The Dong Giao karst aquifer is a major source of drinking water for domestic and agriculture use in Tam Diep city. Understanding of hydrogeochemical characteristics and water quality of the karst aquifer are useful information for sustainable use and protection of groundwater in the area. A total of 30 water samples from the main karst springs and domestic wells were collected to identify the physical property, chemical composition of karst water and water-rock interaction. Physico-chemical parameters (pH, water temperature, electrical conductivity and alkalinity) and major ions (Ca2+, Mg2+, Na+, K+, SO42−, NO3−, Cl−) were measured in situ and analyzed in the lab. Water samples from drinking water source Spring 18 and other important karst springs were taken to detect Escherichia coli (E.coli). A tracer test was also carried out for providing contamination information. Results show that the hydrochemical types of Tam Diep groundwater were of calcium magnesium bicarbonate (Ca-Mg-HCO3) and calcium bicarbonate (Ca-HCO3). The carbonate dissolution line and Ca/Mg ratios clearly indicated that the weathering of carbonate rocks (limestone and dolomite) is the dominant process controlling the chemistry of groundwater of the test site. Chemical quality of groundwater ranks from good to excellent for drinking and irrigation, and total hardness values are relatively high. In contrast, all microbial samples contain high number of E.coli and thus by microbial standards, spring water quality is unsafe for drinking. This bacterial contamination mainly results from untreated domestic wastewaters, city sewage, and human activities in the Tam Diep area.
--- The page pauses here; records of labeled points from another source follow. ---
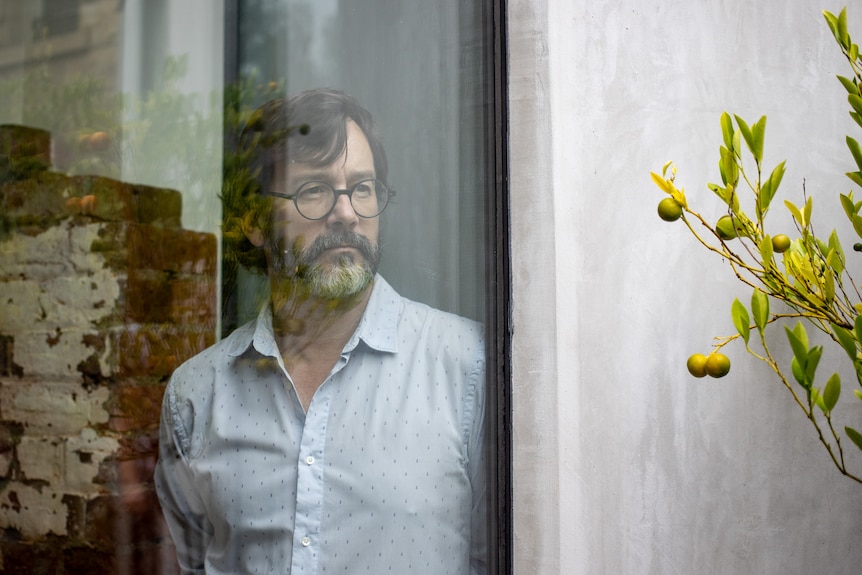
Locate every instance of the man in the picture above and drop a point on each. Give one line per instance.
(342, 431)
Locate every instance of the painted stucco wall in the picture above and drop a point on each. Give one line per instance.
(623, 462)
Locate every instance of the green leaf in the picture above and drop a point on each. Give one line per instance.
(766, 251)
(854, 148)
(843, 35)
(845, 338)
(665, 185)
(797, 215)
(854, 436)
(798, 372)
(847, 204)
(806, 211)
(817, 399)
(857, 328)
(718, 191)
(740, 319)
(758, 134)
(798, 342)
(832, 392)
(727, 130)
(768, 189)
(747, 135)
(832, 21)
(760, 309)
(849, 85)
(837, 253)
(814, 355)
(729, 167)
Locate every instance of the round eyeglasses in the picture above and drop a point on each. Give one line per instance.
(316, 200)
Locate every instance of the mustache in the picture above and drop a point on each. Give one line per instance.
(337, 239)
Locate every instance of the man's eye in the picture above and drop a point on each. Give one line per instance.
(313, 193)
(363, 189)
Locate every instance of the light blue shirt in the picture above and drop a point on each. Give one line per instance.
(385, 473)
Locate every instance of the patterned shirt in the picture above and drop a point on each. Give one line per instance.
(383, 474)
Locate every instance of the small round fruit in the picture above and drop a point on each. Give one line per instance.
(725, 228)
(717, 365)
(780, 243)
(669, 210)
(696, 365)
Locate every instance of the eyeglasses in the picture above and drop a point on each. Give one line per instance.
(316, 200)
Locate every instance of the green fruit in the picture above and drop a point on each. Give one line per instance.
(780, 243)
(669, 210)
(696, 365)
(725, 228)
(717, 365)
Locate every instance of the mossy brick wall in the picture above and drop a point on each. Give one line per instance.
(102, 295)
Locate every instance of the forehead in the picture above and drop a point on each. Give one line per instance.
(356, 159)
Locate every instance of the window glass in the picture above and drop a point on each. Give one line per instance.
(243, 266)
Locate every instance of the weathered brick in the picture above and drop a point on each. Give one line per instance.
(83, 457)
(135, 406)
(24, 151)
(166, 249)
(41, 458)
(85, 559)
(116, 201)
(44, 408)
(156, 350)
(163, 297)
(34, 512)
(32, 558)
(33, 205)
(193, 301)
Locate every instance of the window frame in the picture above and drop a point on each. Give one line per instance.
(498, 274)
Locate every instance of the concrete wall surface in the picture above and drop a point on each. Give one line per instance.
(623, 462)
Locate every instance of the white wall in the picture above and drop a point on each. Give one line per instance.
(624, 463)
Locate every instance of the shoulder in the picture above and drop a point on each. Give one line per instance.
(200, 370)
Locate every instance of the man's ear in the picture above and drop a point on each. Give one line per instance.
(252, 230)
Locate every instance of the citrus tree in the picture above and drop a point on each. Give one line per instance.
(807, 276)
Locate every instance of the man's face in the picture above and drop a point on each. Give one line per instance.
(335, 257)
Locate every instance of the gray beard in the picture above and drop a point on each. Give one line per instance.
(348, 276)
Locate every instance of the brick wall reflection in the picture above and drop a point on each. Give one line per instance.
(102, 295)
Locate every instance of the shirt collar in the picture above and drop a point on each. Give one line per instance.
(378, 328)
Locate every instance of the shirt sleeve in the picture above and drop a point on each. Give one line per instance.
(181, 504)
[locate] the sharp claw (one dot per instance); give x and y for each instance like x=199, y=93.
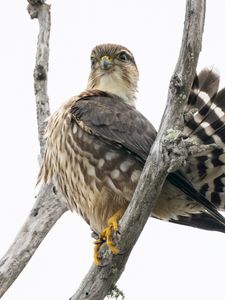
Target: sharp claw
x=107, y=236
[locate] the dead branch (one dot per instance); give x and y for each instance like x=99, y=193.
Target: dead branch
x=48, y=207
x=100, y=280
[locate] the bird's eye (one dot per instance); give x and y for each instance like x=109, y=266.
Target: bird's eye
x=93, y=61
x=123, y=56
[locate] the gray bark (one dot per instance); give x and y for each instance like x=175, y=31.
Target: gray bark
x=100, y=280
x=49, y=207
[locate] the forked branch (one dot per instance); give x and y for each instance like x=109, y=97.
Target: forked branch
x=100, y=280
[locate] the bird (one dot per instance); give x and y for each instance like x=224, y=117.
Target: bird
x=97, y=143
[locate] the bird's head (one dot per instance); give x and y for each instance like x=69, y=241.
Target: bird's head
x=113, y=70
Key words: karst hydrogeochemistry, karst water quality, drinking water protection, Tam Diep, Vietnam.

 

Hidrogeokemična karakterizacija in kakovost podzemne vode kraškega vodonosnika Dong Giao v Tam Diep, Ninh Binh, Vietnam
Kraški vodonosnik Dong Giao je poglavitni vir pitne vode za gospodinjstva in kmetijstvo v mestu Tam Diep. Razumevanje hidrokemičnih lastnosti in kakovosti vode kraškega vodonosnika so koristne informacije za trajnostno rabo in varovanje podzemne vode na tem območju. Skupno je bilo vzetih 30 vzorcev vode iz večjih kraških izvirov in vodnjakov za prepoznavanje fizičnih lastnosti in kemične sestave kraške vode ter interakcije vode in kamnine. Fizikalno-kemični parametri (pH, temperatura vode, električna prevodnost in alkalnost) in glavni ioni (Ca2+, Mg2+, Na+, K+, SO42−, NO3−, Cl−) so biliu merjeni in situ in analizirani v laboratoriju. Vzorci vode iz vira pitne vode Izvir 18 in drugih pomembnih kraških izvirov so bili preizkušeni na vsebnost Escherichia coli (E. coli). Izveden je bil tudi sledilni poskus, da bi pridobili informacije o onesnaženju. Rezultati kažejo, da spadajo podzemne vode vodonosnika Tam Diep v kalcijev-magnezijev-bikarbonatni (Ca-Mg-HCO3) hidrokemični tip in kalcijev-bikarbonatni (Ca-HCO3) hidrokemični tip. Meja raztapljanja karbonatov in razmerje Ca/Mg sta jasno pokazali, da je preperevanje karbonatnih kamnin (apnenca in dolomita) prevladujoči proces, ki pogojuje kemične lastnosti podzemne vode na testnem območju. Kemijska kakovost podzemne vode se uvršča med dobro in odlično za pitje in namakanje. Celokupna trdota vode je razmeroma visoka. Nasprotno, vsi mikrobiološki vzorci vsebujejo veliko število E. coli, torej z vidika mikrobioloških standardov kakovost izvirske vode ne ustreza vrednostim za pitno vodo. Ta bakterijska kontaminacija v glavnem izhaja iz neočiščenih gospodinjskih odpadnih voda, mestne kanalizacije in drugih človekovih dejavnosti v območju Tam Diep.
Ključne besede: kraška hidrogeokemija, kakovost kraške vode, varovanje pitne vode, Tam Diep, Vietnam.